There were significant regional variations in patient resistance to certain antibiotics; people on the East Coast did better than those on the West Coast, Dr McKinnell reported. "There might be less antibiotic resistance in that area."

Regional Differences in Drug Resistance

"Region ends up being a really important factor, he explained. "Different antibiotics have resistance in different parts of country, so that drives how your patients do."

"More fluoroquinolones are prescribed in some parts of country than others, so it follows that bacteria in those parts of the country will have different patterns of resistance." In this study, the data indicate that a broader antibiotic is needed on the West Coast.

"If you're not aware of outcomes in your area, you don't know what's driving outcomes," he said. "If we're going to use antibiotics, we've got to make sure we're using the right ones."

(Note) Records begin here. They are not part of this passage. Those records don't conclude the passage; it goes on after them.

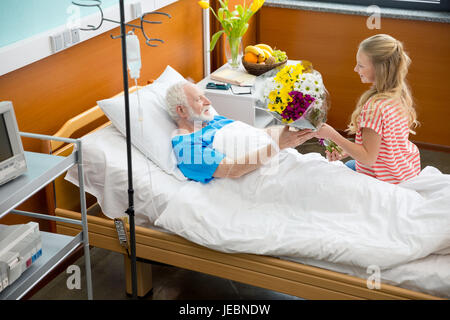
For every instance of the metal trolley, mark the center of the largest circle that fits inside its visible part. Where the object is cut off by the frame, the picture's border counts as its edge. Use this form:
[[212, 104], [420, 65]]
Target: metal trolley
[[41, 170]]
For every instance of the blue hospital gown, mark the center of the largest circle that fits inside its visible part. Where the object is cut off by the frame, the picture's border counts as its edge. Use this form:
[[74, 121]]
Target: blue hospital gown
[[195, 155]]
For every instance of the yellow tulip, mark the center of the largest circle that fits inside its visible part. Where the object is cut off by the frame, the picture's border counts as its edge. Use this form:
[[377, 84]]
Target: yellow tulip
[[256, 5], [203, 4]]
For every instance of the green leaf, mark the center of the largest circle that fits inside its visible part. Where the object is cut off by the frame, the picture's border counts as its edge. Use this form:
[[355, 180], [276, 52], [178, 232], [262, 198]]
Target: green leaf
[[223, 4], [240, 10], [220, 14], [214, 39]]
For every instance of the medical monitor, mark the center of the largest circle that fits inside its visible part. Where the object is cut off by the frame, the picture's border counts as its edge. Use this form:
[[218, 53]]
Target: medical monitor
[[12, 157]]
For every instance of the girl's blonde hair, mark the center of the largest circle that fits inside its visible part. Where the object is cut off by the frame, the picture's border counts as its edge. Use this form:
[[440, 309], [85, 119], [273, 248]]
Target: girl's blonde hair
[[391, 64]]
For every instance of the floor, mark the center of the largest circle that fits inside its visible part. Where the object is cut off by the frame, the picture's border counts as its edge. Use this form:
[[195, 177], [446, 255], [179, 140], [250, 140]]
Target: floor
[[171, 283]]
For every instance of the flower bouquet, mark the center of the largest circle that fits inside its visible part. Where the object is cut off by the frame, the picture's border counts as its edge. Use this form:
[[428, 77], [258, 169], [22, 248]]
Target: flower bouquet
[[294, 95]]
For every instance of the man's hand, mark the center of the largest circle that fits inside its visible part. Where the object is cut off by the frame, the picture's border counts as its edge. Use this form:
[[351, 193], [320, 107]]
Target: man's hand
[[291, 139], [334, 156], [325, 132]]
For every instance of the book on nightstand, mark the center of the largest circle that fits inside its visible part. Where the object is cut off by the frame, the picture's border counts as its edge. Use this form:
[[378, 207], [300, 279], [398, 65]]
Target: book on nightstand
[[236, 77]]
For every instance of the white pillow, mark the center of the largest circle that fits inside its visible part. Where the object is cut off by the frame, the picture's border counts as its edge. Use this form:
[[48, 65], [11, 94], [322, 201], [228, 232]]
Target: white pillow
[[153, 135]]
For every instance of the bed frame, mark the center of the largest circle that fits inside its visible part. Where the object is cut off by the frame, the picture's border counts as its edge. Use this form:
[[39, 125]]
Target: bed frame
[[155, 246]]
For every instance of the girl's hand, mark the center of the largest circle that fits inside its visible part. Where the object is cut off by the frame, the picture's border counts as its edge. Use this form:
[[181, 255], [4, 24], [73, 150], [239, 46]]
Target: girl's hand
[[334, 156], [325, 131]]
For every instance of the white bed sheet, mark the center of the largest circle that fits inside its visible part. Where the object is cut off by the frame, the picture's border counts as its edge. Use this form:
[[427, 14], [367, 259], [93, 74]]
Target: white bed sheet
[[105, 167]]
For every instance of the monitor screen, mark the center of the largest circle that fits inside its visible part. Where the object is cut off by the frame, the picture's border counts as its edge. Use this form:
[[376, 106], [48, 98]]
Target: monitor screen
[[6, 151]]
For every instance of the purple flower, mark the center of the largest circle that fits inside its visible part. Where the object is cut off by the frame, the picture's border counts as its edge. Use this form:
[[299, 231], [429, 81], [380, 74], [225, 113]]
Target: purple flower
[[297, 107]]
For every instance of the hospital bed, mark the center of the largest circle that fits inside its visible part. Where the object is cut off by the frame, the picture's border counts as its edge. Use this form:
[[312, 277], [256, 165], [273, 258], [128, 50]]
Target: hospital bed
[[154, 245]]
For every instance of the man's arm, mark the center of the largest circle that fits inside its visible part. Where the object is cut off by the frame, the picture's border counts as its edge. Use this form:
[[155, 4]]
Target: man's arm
[[283, 138]]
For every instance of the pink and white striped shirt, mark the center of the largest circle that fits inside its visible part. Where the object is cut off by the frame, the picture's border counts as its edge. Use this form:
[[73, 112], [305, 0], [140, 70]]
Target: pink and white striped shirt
[[398, 158]]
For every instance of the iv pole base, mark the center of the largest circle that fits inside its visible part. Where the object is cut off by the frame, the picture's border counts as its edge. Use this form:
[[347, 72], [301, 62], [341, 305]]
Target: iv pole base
[[143, 275]]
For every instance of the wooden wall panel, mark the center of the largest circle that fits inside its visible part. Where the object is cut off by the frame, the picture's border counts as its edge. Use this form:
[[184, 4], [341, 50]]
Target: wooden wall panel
[[48, 92], [331, 40]]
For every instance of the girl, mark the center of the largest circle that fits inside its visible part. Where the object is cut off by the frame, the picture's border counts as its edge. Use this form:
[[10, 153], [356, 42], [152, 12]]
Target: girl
[[383, 117]]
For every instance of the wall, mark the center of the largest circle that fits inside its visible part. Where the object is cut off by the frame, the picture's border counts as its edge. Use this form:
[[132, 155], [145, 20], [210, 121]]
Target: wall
[[47, 93], [30, 17], [330, 42]]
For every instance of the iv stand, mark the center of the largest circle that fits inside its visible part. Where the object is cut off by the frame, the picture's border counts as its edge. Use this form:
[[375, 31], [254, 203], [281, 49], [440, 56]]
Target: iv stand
[[130, 210]]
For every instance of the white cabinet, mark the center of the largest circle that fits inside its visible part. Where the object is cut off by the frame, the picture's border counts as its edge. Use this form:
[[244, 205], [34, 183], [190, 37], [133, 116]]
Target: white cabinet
[[236, 106]]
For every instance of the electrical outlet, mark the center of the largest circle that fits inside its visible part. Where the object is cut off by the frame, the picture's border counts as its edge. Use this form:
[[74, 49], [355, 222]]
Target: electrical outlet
[[67, 38], [136, 10], [57, 42], [75, 35]]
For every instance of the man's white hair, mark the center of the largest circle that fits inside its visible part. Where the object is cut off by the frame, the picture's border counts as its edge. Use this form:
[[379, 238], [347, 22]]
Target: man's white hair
[[175, 97]]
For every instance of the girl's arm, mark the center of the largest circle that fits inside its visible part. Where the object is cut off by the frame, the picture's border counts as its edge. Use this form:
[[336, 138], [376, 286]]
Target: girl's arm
[[367, 153]]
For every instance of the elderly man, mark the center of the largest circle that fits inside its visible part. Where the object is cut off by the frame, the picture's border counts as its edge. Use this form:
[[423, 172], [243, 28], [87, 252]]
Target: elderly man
[[197, 128]]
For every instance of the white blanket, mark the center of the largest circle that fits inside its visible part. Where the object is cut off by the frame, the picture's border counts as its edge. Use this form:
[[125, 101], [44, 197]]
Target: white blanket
[[312, 208]]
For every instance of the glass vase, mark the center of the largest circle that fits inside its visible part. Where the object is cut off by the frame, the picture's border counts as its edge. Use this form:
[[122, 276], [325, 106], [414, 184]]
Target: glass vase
[[233, 51]]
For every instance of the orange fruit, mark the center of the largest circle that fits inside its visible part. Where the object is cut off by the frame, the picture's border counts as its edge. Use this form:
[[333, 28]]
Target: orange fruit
[[251, 57]]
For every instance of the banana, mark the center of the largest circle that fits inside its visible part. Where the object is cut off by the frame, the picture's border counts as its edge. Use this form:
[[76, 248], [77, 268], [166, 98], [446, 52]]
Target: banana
[[267, 53], [265, 46], [255, 50]]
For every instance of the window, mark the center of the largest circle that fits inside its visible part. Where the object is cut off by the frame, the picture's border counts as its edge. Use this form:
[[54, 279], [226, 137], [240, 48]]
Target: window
[[431, 5]]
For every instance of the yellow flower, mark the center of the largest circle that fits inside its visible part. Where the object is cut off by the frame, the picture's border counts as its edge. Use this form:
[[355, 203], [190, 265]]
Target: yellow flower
[[256, 5], [203, 4]]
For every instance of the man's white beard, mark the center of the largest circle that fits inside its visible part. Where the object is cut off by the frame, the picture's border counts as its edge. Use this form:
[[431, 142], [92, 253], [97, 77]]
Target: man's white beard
[[200, 117]]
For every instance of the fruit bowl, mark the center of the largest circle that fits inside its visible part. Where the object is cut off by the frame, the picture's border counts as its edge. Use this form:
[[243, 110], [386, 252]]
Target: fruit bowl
[[257, 69]]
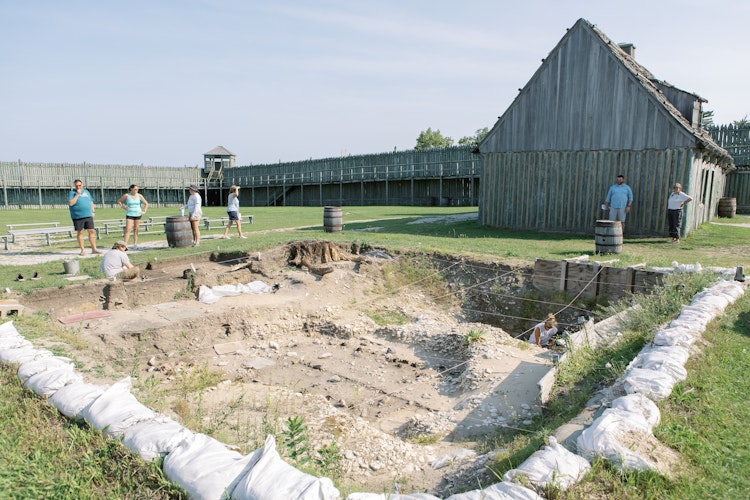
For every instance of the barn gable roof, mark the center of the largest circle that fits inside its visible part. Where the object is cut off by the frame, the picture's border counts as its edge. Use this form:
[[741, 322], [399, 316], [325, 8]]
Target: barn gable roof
[[590, 94]]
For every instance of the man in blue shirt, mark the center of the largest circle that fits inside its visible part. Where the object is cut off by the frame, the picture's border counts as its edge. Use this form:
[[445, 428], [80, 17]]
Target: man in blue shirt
[[82, 209], [619, 199]]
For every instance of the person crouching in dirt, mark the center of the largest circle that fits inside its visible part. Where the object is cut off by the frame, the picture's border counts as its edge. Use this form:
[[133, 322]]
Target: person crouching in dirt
[[116, 263], [544, 331]]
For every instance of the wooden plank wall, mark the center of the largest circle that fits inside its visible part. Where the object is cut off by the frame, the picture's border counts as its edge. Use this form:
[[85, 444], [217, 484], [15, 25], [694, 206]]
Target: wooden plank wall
[[738, 186], [562, 191], [735, 139], [591, 280]]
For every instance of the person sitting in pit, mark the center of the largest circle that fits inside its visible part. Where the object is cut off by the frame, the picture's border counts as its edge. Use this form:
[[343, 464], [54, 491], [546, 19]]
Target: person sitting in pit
[[116, 264], [544, 331]]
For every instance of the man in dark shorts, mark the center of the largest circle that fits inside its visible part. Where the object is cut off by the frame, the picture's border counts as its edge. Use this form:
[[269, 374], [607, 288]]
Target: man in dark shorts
[[82, 209]]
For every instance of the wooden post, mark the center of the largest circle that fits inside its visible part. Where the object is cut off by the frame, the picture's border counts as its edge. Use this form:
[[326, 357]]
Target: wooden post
[[563, 275], [630, 281]]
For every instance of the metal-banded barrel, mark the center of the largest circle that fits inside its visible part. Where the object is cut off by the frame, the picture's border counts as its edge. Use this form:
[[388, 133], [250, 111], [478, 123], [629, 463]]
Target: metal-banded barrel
[[179, 233], [608, 236]]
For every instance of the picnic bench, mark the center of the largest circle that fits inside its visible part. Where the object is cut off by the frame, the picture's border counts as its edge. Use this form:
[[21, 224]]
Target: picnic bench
[[39, 231], [110, 224], [224, 221], [119, 224]]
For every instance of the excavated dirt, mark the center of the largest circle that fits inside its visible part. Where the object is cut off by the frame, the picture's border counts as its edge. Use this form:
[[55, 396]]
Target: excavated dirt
[[405, 404]]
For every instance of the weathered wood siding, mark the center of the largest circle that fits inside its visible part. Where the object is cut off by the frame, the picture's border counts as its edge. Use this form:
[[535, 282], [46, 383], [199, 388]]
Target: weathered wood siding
[[584, 98], [34, 185], [736, 140], [562, 191], [444, 176]]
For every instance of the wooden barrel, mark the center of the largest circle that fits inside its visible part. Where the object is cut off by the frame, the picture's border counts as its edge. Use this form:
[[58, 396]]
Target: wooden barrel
[[178, 231], [332, 219], [608, 236], [727, 207]]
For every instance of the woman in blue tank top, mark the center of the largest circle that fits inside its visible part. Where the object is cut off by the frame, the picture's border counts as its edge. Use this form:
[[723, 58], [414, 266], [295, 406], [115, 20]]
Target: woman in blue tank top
[[135, 206]]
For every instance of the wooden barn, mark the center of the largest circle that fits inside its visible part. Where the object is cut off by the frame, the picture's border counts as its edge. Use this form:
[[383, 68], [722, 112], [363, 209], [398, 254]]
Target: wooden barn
[[589, 113]]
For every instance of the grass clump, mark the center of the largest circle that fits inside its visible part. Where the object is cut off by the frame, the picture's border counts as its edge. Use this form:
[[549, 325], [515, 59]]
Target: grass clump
[[384, 317], [410, 271]]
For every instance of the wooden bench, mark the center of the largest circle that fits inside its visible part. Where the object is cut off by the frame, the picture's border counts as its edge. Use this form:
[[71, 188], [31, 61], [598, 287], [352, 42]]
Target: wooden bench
[[13, 229], [46, 232], [224, 221], [32, 224], [111, 224]]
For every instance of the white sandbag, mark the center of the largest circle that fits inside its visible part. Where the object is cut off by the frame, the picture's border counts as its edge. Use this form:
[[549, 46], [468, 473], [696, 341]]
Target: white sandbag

Physicians are usually not aware if the treatment they prescribed actually worked. "Often you don't get your patients coming back; they end up in emergency rooms, so primary care doesn't know that they did poorly," Dr McKinnell explained.

Big Data Will Guide Antibiotic Stewardship

This study — the largest of its kind — not only shows that more care is needed when prescribing antibiotics, but also that the way we make decisions needs to change.

"Clinical trials are great," he said, "but they don't give us information about what happens in the real world."

Big data has the potential to teach practitioners in the real world, outside of clinical trials, to make more accurate decisions for individual patients. "This is the start of antimicrobial stewardship — providing doctors tools to treat patients more effectively," he said. "It's a crying shame they don't already have that."

"We're told to be antibiotic stewards, but we don't have data to do that," Dr McKinnell said. "Why isn't the CDC doing this? Why aren't the payers doing it?"

In this study, his team was able to do this, with funding from the pharmaceutical industry. But really, Dr McKinnell pointed out, this work should be performed by the public sector.

"Big data can help drive better choices," he said. "This proves we need to move the realm of research to guide how we do medicine. This is an early foray into doing that, but we need more."

Current guidelines are helpful, but "we need to be more specific. Doctors need to track outcomes of their patients," Dr McKinnell said. Looking at the real performance of drugs in actual patients is the only way good decisions can be made. Big data "is starting to knock on that door."

"We need more robust data to actually make guidelines," said Shimshon Wiesel, DO, from Staten Island University Hospital, part of Northwell Health, in New York.

It is important to get national data on antibiotic failure, but "you can't make guidelines based on the national database," Dr Wisel told Medscape Medical News.

This is just the first step in the process, but "we need data that are more conclusive," he explained.

In the national database, you just get the diagnosis entered when the patient was seen. "It doesn't tell you how the patient presented, or what workup was done," he pointed out. The patient might have had bronchitis or a subtle presentation of lung disease; "these are known to fail on antibiotics," he said. "The biggest reason for treatment failure" is related to diagnostic criteria.

The study was funded by Truven. Dr McKinnell and Dr Wiesel have disclosed no relevant financial relationships.

American Thoracic Society (ATS) 2017 International Conference: Abstract 8450. Presented May 21, 2017.